Ear Disease In Dogs

What do ears do?

Ears are very important organs for not only hearing but for maintaining balance and expressing behaviour.

Anatomy of the ear

The ear is split into three parts:

  1. External ear – ear flap (pinna) and ear canal
  2. Middle ear – ear drum (as well as eustachian tube and auditory ossicles)
  3. Inner ear – lies inside the skull

Symptoms of ear problems

Ear problems can be accompanied by many symptoms, including head shaking, rubbing/scratching the ears, excess wax or crusting, pain and redness of the ear, deafness, horrible smell, discharge from the ear and swelling of the ear flap (aural haematoma).

Causes of ear problems

Ear problems can be caused by many different things, the most common include:

  • Allergies – pets may show itching and sore skin in other places, and can be allergic to many things e.g. grasses, foods and mites
  • Excess wax production – similar to some humans, some dogs can produce too much wax and need their ears cleaned more regularly
  • Infections – the ear is a warm and moist environment which allows bacteria and fungi to thrive
  • Grass seeds – grass seeds can easily get stuck down a dog’s ear and travel further down the canal causing irritation
  • Ear mites – these are little parasites that live in the ear, particularly in young animals
  • Harvest mites – noticed as little orange specks of larvae on the ears, face and feet

As a result of head shaking and scratching, dogs can also get an aural haematoma, which is when the ear flap fills up with blood. This needs veterinary attention as often needs drainage or surgery to fix.

What can you do at home?

Not all pets will need their ears cleaned regularly, so it is a good idea to get your vet to check the ears at the annual vaccination to ensure the ear canals are clean. It is also important to use the correct equipment – NEVER use cotton buds.

Step by step guide to ear cleaning:

  1. Have a helping hand to restrain your pet
  2. Hold the ear flap with one hand so you can see the opening of the ear canal
  3. Squeeze a few drops of the cleaner down the canal, and gently massage the base until you can hear a squelching noise
  4. Use small balls of cotton wall to wipe away the excess wax that comes to the surface of the ear
  5. Reward your pet so they don’t associate ear cleaning with a negative experien

Ear Infections

Otitis Externa is a term used to describe an infection of the external (outer) ear canal.

The ear is made up of three parts, the inner, middle and outer ear consisting of the vertical and horizontal ear canal.

The vertical canal of the ear is corrugated along its length. At the base of the vertical canal is a right-angled turn where the canal becomes narrower and continues horizontally to the ear drum. The ear drum separates the middle ear from the outer ear. Wax and other substances are continually produced along the entire length of the canal to keep the lining healthy.

Otitis externa can be caused by mites,allergies, yeasts or bacteria. Ear infections can be particularly unpleasant for your pet as the canal is extremely sensitive. Any irritation or wax which occurs due to the infection will cause your pet to scratch at their ear(s) and shake their head trying to dislodge the discomfort. This often causes inflammation and there may be a discharge seen which can be foul smelling. Constant head shaking may even cause an aural haematoma to develop.

Some dogs may be more susceptible than others:

  • Floppy eared dogs have limited airflow in the canal creating the ideal environment for bacteria
  • Especially hairy ear canals trap dirt and bacteria
  • Swimming due to the microorganisms in ponds can cause ear infections
  • Skin allergies will also often cause ear infections

Your veterinary surgeon will always recommend that a thorough examination of the ear canal is performed using an otoscope before any medication is prescribed. This is to ensure that the ear drum is intact and to ensure that there are no foreign bodies for example grass seeds which may penetrate further in. If ear drops are applied and the ear drum has ruptured due to the infection, loss of hearing or neurological problems including loss of balance can occur.

Once an examination has been performed, depending on the cause, your veterinary surgeon will prescribe the best course of treatment only available from your veterinary surgeon.

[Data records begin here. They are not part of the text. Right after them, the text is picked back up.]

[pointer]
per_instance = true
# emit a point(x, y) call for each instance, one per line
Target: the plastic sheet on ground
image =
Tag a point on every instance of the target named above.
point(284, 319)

Sometimes a swab of the infection will be taken and sent to an external laboratory for analysis. This is to determine the type of bacteria or yeast causing the problem and which treatment they will best respond to.

If your pet is prone to ear infections or you wish to prevent them from suffering from one, there are some measures you can take at home.

If the canals are especially hairy, regular plucking to remove any clumps of hair can allow better ventilation. Your vet will advise you if this is suitable for your pet.

Regular ear cleaning using a recommended product will dislodge any waxy debris from the base of the canal, bringing it to the surface allowing it to be wiped clean with some cotton wool.

This should be done regularly to prevent ear infections from occurring.

Never poke anything down the ear canal-especially cotton buds as this may cause damage.

Persistent ear infections which cause chronic thickening of the ear canal can sometimes only be resolved by surgery. The external ear canal is removed and this is called a lateral wall resection.  A total ear canal ablation is performed in exceptionally severe cases which is removal of the entire ear canal.